Vous l’ignoriez ? ça se passe là , à deux pas de chez vous. A deux blocs d’immeubles de votre domicile, derrière le restaurant que vous fréquentez, sur les trottoirs chic de vos enseignes préférées. Chic le jour, glauques au cœur de la nuit, à l’heure des prédateurs qui circulent en toute impunité.
Deux cent quatre-vingt-quatorze ? « La belle affaire ! », direz-vous. Seulement voilà , ces trois centaines-là ne sont que la partie visible, officiellement recensée, d’une population en détresse autrement plus importante.
Exclus du milieu familial, éjectés du système scolaire, en perte flagrante de repères, abandonnés de tous – exception faite d’un Samu social aux moyens limités et de quelques associatifs...
Que savons-nous de ces fantômes qui errent à la nuit tombée dans les décors abandonnés d’une capitale économique qui a, depuis longtemps, fermé les yeux sur ses propres turpitudes ?
Toutes les grandes villes du monde génèrent leurs enfants perdus. Et Casablanca ne saurait y échapper. Mais toutes les grandes villes du monde ne les abandonnent pas à leur triste sort. Quand des mineurs squattent une villa, au milieu des immondices, depuis des années, à proximité d’un commissariat de police, il n’est pas illégitime de s’interroger – exemple parmi d’autres – sur l’action, ou l’inaction, des pouvoirs publics.

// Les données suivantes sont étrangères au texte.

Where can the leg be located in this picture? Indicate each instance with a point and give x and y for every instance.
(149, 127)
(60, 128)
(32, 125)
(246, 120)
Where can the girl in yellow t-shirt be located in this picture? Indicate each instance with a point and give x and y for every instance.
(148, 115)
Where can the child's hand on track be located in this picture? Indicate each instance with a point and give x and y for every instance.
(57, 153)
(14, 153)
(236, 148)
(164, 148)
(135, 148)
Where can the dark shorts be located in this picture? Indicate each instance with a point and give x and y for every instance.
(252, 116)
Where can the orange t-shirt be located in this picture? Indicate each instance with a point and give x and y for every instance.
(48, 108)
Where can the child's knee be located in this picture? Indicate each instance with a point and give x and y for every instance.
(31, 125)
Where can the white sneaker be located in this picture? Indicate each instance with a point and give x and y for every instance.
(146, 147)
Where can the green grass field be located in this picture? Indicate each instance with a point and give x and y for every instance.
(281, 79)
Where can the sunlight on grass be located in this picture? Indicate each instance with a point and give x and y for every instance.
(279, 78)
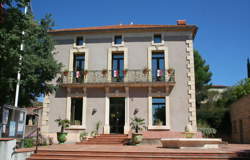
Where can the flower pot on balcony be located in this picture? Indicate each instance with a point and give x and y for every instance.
(137, 138)
(65, 73)
(125, 71)
(61, 137)
(104, 72)
(170, 70)
(145, 71)
(85, 73)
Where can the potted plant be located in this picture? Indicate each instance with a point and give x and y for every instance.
(188, 132)
(145, 71)
(158, 122)
(170, 70)
(62, 136)
(83, 136)
(137, 124)
(65, 72)
(85, 72)
(104, 71)
(125, 71)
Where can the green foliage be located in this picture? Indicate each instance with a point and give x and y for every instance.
(93, 133)
(28, 142)
(206, 130)
(64, 123)
(37, 66)
(216, 111)
(97, 126)
(137, 124)
(202, 78)
(83, 135)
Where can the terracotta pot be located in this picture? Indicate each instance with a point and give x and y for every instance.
(65, 73)
(137, 138)
(61, 137)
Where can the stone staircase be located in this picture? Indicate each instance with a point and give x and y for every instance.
(107, 139)
(111, 155)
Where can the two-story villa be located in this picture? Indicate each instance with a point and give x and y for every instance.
(113, 73)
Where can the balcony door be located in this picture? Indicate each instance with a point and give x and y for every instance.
(117, 115)
(78, 68)
(158, 66)
(117, 67)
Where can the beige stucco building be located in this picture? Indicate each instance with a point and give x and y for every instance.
(113, 73)
(240, 119)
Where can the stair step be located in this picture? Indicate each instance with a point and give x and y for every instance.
(77, 155)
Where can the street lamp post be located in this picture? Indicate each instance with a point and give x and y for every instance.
(18, 72)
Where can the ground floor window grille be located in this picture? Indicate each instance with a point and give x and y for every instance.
(76, 111)
(159, 111)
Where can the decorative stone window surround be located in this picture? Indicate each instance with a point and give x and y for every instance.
(73, 51)
(81, 46)
(117, 49)
(152, 49)
(191, 85)
(150, 116)
(113, 40)
(162, 39)
(84, 109)
(157, 49)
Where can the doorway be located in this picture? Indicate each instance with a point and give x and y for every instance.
(117, 115)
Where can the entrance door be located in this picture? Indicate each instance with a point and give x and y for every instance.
(117, 115)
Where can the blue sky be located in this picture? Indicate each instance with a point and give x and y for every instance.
(223, 38)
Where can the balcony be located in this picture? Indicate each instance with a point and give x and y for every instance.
(137, 78)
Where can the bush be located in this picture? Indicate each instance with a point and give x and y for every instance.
(28, 142)
(206, 130)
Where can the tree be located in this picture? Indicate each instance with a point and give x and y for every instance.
(248, 68)
(37, 66)
(202, 78)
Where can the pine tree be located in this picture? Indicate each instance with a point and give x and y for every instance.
(248, 68)
(37, 66)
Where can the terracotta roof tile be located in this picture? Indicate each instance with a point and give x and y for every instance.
(192, 28)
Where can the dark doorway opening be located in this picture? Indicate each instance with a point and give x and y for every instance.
(117, 115)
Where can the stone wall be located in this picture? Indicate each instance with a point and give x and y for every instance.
(240, 120)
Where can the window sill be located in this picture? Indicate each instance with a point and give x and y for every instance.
(79, 47)
(158, 44)
(75, 128)
(158, 127)
(118, 45)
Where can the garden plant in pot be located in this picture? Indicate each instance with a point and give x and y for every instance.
(62, 136)
(137, 124)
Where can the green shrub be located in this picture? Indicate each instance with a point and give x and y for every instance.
(28, 142)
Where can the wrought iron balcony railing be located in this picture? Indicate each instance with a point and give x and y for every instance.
(116, 76)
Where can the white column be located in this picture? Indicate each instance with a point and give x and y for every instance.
(68, 108)
(84, 110)
(126, 126)
(150, 124)
(167, 109)
(106, 129)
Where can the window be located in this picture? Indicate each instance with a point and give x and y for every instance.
(157, 38)
(158, 66)
(76, 111)
(118, 40)
(159, 111)
(79, 41)
(78, 66)
(117, 67)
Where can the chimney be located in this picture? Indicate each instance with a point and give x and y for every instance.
(181, 22)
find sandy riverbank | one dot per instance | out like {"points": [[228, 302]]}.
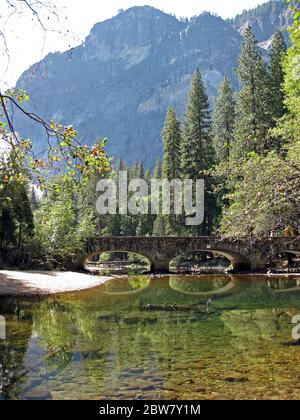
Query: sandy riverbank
{"points": [[46, 282]]}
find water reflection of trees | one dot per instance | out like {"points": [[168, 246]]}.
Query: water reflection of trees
{"points": [[13, 349]]}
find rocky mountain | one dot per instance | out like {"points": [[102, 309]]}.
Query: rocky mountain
{"points": [[119, 83], [265, 20]]}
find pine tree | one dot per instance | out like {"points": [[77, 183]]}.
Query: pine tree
{"points": [[253, 113], [34, 201], [158, 170], [224, 120], [171, 170], [7, 224], [171, 135], [197, 151], [197, 148], [276, 76]]}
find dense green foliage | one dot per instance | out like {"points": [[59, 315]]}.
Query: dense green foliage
{"points": [[264, 194], [224, 120]]}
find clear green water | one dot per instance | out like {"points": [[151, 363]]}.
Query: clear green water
{"points": [[180, 337]]}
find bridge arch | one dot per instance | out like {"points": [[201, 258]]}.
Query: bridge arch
{"points": [[238, 262]]}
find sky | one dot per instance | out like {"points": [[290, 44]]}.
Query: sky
{"points": [[27, 42]]}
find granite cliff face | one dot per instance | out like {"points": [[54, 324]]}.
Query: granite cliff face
{"points": [[265, 20], [120, 82]]}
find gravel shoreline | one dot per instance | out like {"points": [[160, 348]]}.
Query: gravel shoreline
{"points": [[33, 283]]}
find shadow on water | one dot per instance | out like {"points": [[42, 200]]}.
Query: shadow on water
{"points": [[168, 337]]}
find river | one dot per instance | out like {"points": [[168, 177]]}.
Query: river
{"points": [[160, 337]]}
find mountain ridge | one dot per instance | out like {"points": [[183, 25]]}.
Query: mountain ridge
{"points": [[121, 80]]}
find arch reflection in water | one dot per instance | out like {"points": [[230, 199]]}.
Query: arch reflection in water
{"points": [[284, 285], [210, 286], [115, 262], [126, 286], [202, 260]]}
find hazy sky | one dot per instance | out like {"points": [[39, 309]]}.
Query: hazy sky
{"points": [[27, 42]]}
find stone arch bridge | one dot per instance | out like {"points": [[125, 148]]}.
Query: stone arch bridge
{"points": [[245, 254]]}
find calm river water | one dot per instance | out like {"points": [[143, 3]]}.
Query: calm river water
{"points": [[173, 337]]}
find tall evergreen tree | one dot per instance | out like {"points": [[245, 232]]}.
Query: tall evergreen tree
{"points": [[7, 224], [276, 76], [171, 135], [158, 170], [197, 148], [253, 113], [224, 121], [197, 151]]}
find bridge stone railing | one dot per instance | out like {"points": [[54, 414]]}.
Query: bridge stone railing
{"points": [[244, 253]]}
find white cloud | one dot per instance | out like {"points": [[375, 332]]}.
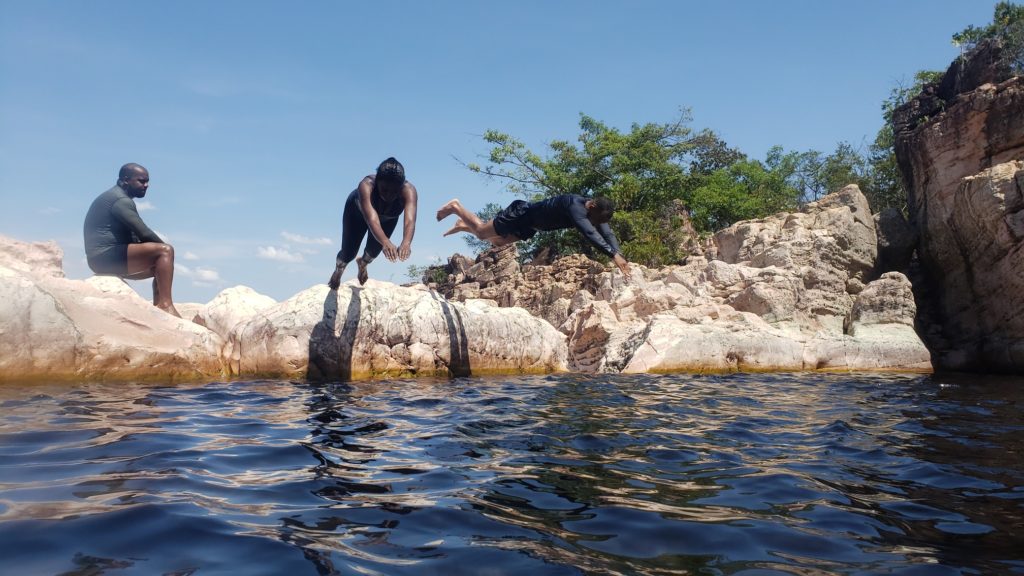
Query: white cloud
{"points": [[207, 275], [280, 254], [298, 239], [200, 276]]}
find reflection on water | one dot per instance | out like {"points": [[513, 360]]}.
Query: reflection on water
{"points": [[560, 475]]}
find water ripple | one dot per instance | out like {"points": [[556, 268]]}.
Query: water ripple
{"points": [[555, 475]]}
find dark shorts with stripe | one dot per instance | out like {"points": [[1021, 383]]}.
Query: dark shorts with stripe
{"points": [[514, 220], [111, 261]]}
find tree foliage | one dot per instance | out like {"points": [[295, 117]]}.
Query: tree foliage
{"points": [[1007, 27], [658, 175]]}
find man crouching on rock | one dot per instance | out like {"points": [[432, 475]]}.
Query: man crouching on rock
{"points": [[119, 243]]}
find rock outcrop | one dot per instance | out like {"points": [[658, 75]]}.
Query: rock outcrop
{"points": [[787, 292], [55, 328], [961, 150], [380, 329]]}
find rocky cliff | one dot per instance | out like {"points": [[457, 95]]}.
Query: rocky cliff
{"points": [[961, 150], [787, 292]]}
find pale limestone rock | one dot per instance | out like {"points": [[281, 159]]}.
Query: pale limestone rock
{"points": [[740, 342], [385, 330], [94, 329], [780, 297], [229, 307], [35, 258]]}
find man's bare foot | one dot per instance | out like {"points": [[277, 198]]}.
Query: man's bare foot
{"points": [[459, 227], [335, 279], [169, 309], [448, 209], [363, 275]]}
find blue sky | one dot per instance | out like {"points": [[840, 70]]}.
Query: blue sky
{"points": [[256, 119]]}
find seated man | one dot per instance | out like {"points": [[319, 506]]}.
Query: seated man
{"points": [[521, 219], [118, 243]]}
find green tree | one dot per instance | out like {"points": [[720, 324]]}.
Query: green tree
{"points": [[884, 188], [1007, 27], [641, 170], [745, 190]]}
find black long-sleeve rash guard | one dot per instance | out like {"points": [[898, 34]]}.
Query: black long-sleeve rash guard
{"points": [[114, 219], [570, 211]]}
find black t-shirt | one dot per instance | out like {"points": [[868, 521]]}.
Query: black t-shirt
{"points": [[114, 219], [570, 211]]}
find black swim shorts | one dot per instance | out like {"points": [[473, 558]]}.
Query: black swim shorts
{"points": [[514, 220], [112, 261]]}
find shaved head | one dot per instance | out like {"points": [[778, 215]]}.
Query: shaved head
{"points": [[129, 170], [134, 179]]}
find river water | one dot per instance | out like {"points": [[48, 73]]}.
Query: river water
{"points": [[781, 474]]}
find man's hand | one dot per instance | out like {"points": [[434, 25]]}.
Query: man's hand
{"points": [[404, 250], [390, 251], [622, 263]]}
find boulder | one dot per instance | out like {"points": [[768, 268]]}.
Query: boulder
{"points": [[229, 307], [382, 330], [785, 292], [56, 328]]}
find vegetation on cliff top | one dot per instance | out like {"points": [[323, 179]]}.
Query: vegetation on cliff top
{"points": [[663, 175]]}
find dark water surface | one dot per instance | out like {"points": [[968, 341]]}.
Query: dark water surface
{"points": [[564, 475]]}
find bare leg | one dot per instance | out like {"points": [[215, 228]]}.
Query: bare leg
{"points": [[157, 260], [363, 275], [456, 207], [339, 269], [460, 225]]}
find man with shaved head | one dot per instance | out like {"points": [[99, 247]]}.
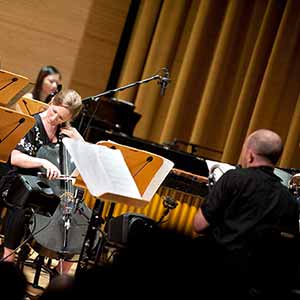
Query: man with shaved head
{"points": [[247, 205]]}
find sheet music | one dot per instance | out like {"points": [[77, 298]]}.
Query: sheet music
{"points": [[103, 169]]}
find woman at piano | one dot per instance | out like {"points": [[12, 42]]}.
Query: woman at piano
{"points": [[64, 107], [48, 83]]}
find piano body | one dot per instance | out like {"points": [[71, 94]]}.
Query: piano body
{"points": [[186, 184]]}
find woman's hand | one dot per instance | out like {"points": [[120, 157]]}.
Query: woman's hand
{"points": [[52, 171], [71, 132]]}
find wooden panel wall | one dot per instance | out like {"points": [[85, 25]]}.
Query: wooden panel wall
{"points": [[79, 37]]}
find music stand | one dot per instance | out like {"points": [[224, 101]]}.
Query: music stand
{"points": [[12, 87], [146, 169], [14, 126], [29, 106]]}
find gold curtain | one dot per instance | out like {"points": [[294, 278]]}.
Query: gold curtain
{"points": [[234, 67]]}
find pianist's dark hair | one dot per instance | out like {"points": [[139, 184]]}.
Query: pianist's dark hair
{"points": [[45, 71]]}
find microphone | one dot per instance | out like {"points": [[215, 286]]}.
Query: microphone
{"points": [[164, 81], [50, 96]]}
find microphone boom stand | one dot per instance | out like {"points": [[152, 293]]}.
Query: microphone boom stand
{"points": [[109, 92]]}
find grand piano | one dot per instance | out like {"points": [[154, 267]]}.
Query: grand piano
{"points": [[113, 119]]}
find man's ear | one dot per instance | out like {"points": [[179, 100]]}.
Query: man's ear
{"points": [[251, 157]]}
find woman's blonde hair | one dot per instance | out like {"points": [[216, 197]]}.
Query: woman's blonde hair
{"points": [[69, 99]]}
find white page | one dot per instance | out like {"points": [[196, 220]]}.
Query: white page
{"points": [[158, 178], [102, 169]]}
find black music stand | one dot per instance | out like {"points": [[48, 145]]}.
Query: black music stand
{"points": [[146, 169], [14, 126], [12, 87]]}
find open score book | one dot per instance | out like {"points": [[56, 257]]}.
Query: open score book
{"points": [[118, 173]]}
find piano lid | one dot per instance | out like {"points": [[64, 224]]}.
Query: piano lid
{"points": [[182, 160], [110, 114]]}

Et encore plus d’une police plus prompte à interpeller de jeunes couples paisibles, en quête d’un improbable « certificat de mariage », qu’à venir en aide à ces petites mendiantes de six ou huit ans qui quémandent à une heure du matin à proximité d’un grand carrefour, ou à ces mineur(e)s à la merci quotidienne de quelques pervers patentés.
Nous avons aujourd’hui au gouvernement une femme. Une seule femme, à qui a été confié le « ministère de la Solidarité, de la Femme, de la Famille et du Développement social ». Un ministère hautement « protecteur ».
Famille et développement social : deux concepts à des années-lumière du quotidien de ces milliers d’enfants abandonnés à cet envers du décor d’un Maroc engagé sur la voie de la modernité.
On aimerait que notre nouvelle ministre qui, hier, proclamait son attachement à la polygamie et au mariage des mineures, engage aujourd’hui résolument son action et ses services en faveur de ces enfants et mineurs écartés de toute « famille » et tenus à distance de tout « développement social ».